Maybe I'm somewhat free in regard to friendship and community then. Certainly I'm not free in other ways. Anyway, Berry believes these restraints are the root of a potential paradigm shift. What about the more obvious restraints--say the restraint of that which does not believe in you--the world that worships efficiency and fashion, that will suck the boss to be the boss? Berry suggests that those restraints are broken by bypassing them for truer restraints, by subscribing to another model and living it.

What's hard, for me, is locating the right restraints, ones that are "not confinements but rather inducements to formal elaboration and elegance, to fullness of relationship and meaning." This has to be case by case. It can't be as simple as be a good neighbor or love is all you need. For example, what about my wariness of people (and institutions) that want from me without intent to give back? What about my broken heart? Those too are restraints you have to work within. There are competing restraints on an individual level that seem to make progress impossible. Berry suggests the answers to our problems, individual and collective, are in our cultural heritage, in the products of real freedom; there's nowhere else to go. So back to books and trying to be like Jesus and buying fair trade coffee, I guess.

Out of loyalty to Berry, who's the kind of writer I tend to trust (because he's been around), here are more of his words:

"It is the artists, not the scientists, who have dealt unremittingly with the problem of limits. A painting, however large, must finally be bounded by a frame or a wall. A composer or playwright must reckon, at a minimum, with the capacity of an audience to sit still and pay attention. A story, once begun, must end somewhere within the limits of the writer’s and the reader’s memory. And of course the arts characteristically impose limits that are artificial: the five acts of a play, or the fourteen lines of a sonnet. Within these limits artists achieve elaborations of pattern, of sustaining relationships of parts with one another and with the whole, that may be astonishingly complex. And probably most of us can name a painting, a piece of music, a poem or play or story that still grows in meaning and remains fresh after many years of familiarity.

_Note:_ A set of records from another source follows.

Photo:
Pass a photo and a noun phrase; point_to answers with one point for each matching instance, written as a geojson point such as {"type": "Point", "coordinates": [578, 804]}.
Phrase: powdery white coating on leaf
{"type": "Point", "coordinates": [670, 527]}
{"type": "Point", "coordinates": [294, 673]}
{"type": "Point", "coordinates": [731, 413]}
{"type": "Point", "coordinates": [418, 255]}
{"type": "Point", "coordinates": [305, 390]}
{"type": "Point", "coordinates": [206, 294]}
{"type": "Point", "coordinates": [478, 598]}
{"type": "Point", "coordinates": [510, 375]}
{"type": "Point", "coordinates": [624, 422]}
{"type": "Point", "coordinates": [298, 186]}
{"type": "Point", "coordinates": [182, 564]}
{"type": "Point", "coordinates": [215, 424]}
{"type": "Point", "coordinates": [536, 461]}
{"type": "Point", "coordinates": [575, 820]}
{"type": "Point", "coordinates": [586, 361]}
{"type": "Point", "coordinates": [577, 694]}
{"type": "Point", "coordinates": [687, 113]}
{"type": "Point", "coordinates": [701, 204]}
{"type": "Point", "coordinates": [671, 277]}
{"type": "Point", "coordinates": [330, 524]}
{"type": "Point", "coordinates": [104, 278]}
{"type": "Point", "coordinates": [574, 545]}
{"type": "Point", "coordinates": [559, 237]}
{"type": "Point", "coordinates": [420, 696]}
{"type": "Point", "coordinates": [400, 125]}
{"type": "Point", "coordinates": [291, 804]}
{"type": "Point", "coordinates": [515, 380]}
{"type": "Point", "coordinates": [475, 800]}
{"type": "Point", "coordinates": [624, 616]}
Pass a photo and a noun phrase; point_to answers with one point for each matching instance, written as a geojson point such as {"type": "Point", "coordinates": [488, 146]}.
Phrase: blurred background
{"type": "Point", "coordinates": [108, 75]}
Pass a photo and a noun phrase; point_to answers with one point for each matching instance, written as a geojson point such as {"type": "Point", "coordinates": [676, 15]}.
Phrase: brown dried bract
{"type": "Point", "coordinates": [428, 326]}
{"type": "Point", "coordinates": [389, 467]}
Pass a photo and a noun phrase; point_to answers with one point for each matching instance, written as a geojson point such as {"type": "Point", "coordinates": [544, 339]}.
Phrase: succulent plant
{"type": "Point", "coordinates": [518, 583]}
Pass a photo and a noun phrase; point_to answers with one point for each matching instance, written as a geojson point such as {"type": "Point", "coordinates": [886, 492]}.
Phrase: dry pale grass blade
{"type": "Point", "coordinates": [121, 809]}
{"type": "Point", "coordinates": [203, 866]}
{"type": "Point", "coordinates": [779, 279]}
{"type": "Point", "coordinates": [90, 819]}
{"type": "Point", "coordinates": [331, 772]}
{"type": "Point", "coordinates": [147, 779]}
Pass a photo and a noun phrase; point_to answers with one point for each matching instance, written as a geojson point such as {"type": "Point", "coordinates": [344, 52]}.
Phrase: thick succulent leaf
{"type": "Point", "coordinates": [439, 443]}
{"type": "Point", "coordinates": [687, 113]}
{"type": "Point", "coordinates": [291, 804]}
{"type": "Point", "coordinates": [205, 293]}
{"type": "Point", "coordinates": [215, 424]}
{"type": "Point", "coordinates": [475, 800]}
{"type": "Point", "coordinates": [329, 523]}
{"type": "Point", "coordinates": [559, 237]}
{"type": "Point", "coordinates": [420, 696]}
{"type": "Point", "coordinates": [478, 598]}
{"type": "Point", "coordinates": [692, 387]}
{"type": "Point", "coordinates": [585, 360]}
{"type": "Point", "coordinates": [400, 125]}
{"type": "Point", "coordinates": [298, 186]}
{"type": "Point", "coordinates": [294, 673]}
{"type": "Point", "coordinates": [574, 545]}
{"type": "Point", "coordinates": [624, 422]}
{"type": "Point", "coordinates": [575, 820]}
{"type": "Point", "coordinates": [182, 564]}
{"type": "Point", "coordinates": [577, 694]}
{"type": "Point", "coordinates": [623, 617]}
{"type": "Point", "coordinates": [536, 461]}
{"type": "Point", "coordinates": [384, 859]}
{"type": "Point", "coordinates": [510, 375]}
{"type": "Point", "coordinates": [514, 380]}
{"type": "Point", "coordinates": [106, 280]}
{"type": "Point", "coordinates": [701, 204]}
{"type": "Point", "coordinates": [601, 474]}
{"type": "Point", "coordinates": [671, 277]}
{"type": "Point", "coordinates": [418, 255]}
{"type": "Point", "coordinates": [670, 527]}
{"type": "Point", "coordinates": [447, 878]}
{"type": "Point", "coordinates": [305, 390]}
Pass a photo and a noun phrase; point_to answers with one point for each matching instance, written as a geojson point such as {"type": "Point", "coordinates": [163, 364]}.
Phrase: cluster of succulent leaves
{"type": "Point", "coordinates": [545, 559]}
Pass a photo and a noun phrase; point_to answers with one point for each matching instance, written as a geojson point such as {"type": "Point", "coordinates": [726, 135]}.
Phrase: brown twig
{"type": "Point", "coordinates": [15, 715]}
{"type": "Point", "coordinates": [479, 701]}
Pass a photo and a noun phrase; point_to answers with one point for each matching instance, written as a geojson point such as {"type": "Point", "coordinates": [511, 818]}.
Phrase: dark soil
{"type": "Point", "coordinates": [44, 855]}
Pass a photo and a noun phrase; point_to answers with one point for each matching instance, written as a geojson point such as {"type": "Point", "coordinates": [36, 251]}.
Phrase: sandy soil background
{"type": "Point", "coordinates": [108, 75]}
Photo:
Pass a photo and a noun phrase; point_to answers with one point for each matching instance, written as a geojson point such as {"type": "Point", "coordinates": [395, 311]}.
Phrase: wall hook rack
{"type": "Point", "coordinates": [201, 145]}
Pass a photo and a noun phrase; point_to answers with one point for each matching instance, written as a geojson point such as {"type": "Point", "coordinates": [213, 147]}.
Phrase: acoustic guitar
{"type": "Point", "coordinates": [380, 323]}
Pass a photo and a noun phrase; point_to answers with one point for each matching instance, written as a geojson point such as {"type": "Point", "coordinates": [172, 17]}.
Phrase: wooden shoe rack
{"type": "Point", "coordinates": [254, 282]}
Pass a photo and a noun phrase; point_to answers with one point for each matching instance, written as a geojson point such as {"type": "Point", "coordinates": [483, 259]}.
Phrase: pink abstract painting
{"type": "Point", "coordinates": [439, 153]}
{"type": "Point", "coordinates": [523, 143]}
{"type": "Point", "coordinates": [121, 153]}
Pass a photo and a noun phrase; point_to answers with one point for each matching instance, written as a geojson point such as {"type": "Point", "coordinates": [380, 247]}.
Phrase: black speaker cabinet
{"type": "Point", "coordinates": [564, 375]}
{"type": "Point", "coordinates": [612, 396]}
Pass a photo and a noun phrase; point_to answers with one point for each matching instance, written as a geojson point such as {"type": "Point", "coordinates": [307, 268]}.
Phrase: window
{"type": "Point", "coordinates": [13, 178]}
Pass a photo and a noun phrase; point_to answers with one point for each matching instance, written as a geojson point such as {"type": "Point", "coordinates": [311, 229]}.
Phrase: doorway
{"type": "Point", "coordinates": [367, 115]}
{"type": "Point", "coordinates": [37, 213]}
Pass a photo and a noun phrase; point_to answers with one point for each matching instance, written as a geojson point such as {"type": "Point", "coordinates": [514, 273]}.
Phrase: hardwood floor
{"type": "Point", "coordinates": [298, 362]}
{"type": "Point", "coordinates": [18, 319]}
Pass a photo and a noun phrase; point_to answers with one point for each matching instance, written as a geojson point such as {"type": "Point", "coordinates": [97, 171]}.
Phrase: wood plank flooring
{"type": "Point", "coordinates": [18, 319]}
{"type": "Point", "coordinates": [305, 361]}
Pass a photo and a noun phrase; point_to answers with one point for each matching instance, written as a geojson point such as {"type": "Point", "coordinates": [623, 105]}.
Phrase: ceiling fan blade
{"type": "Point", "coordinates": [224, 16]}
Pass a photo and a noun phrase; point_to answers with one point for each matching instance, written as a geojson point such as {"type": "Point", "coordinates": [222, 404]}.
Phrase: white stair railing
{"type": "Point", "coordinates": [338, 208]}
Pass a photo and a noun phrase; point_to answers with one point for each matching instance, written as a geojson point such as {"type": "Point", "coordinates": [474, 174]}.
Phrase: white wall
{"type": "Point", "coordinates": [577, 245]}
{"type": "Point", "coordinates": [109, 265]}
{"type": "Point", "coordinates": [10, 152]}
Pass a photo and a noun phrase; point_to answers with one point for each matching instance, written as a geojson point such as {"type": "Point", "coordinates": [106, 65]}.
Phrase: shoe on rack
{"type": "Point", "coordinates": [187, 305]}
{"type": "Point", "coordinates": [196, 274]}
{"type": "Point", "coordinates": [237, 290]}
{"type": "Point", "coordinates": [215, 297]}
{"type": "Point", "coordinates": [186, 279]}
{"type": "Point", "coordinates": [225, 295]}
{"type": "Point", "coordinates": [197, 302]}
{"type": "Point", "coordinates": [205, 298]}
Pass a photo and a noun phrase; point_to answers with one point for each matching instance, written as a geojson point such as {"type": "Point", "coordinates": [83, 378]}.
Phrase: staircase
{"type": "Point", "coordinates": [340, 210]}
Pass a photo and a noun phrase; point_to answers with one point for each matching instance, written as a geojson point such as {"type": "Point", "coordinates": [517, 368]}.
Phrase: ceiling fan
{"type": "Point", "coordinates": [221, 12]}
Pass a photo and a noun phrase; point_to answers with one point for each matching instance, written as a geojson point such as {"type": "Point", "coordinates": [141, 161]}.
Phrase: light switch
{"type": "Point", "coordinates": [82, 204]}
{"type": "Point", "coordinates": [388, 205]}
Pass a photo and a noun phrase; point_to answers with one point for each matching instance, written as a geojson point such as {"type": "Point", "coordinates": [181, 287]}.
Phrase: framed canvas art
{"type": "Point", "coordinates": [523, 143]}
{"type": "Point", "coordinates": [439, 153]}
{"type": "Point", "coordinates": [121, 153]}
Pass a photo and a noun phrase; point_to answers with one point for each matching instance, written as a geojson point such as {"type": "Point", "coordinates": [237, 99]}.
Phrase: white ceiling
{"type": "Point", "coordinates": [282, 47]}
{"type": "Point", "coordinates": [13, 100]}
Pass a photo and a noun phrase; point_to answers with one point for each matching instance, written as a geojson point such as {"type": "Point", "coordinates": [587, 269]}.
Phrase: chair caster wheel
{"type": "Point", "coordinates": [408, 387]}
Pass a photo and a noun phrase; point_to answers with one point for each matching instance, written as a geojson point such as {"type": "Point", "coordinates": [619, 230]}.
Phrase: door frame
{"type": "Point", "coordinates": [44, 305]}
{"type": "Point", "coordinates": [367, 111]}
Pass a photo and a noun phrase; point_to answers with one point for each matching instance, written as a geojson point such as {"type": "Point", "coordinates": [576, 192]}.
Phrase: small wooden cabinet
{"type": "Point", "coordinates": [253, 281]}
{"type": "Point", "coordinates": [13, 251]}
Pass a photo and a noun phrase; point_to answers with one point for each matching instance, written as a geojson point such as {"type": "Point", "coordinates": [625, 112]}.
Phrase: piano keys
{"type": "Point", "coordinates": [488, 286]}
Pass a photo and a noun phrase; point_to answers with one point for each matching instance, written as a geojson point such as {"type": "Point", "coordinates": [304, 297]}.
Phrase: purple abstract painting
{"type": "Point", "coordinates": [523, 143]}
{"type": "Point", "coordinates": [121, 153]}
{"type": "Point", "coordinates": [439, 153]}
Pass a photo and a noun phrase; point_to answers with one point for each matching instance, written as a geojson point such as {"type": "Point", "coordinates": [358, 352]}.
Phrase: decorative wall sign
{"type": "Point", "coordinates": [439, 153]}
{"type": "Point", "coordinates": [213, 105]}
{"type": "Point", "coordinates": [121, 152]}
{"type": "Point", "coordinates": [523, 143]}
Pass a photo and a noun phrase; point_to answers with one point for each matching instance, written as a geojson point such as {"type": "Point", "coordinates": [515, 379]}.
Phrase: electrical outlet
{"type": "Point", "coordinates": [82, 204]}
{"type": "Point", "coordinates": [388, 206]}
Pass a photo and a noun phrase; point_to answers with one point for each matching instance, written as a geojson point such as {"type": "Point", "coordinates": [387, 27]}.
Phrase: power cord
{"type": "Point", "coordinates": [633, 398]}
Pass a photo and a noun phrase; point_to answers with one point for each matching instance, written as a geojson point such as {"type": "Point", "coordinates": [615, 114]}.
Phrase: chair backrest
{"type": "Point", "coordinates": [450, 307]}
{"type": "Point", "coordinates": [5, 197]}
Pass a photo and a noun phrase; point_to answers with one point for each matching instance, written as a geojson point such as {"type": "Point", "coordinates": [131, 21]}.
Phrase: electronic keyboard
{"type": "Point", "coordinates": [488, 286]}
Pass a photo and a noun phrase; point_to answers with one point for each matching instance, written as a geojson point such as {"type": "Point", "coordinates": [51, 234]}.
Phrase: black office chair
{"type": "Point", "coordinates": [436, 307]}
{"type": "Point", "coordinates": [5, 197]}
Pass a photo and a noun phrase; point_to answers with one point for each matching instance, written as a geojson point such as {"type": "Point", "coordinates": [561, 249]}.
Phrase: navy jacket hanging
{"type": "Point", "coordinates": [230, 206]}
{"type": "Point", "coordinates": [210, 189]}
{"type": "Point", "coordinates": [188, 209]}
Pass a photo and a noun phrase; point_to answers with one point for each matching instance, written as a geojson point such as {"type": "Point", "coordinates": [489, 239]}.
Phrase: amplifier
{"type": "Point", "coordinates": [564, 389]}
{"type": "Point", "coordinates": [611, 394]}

"We know by now that a natural ecosystem survives by the same sort of formal intricacy, ever-changing, inexhaustible, and no doubt finally unknowable. We know further that if we want to make our economic landscapes sustainably and abundantly productive, we must do so by maintaining in them a living formal complexity something like that of natural ecosystems. We can do this only by raising to the highest level our mastery of the arts of agriculture, animal husbandry, forestry, and, ultimately, the art of living."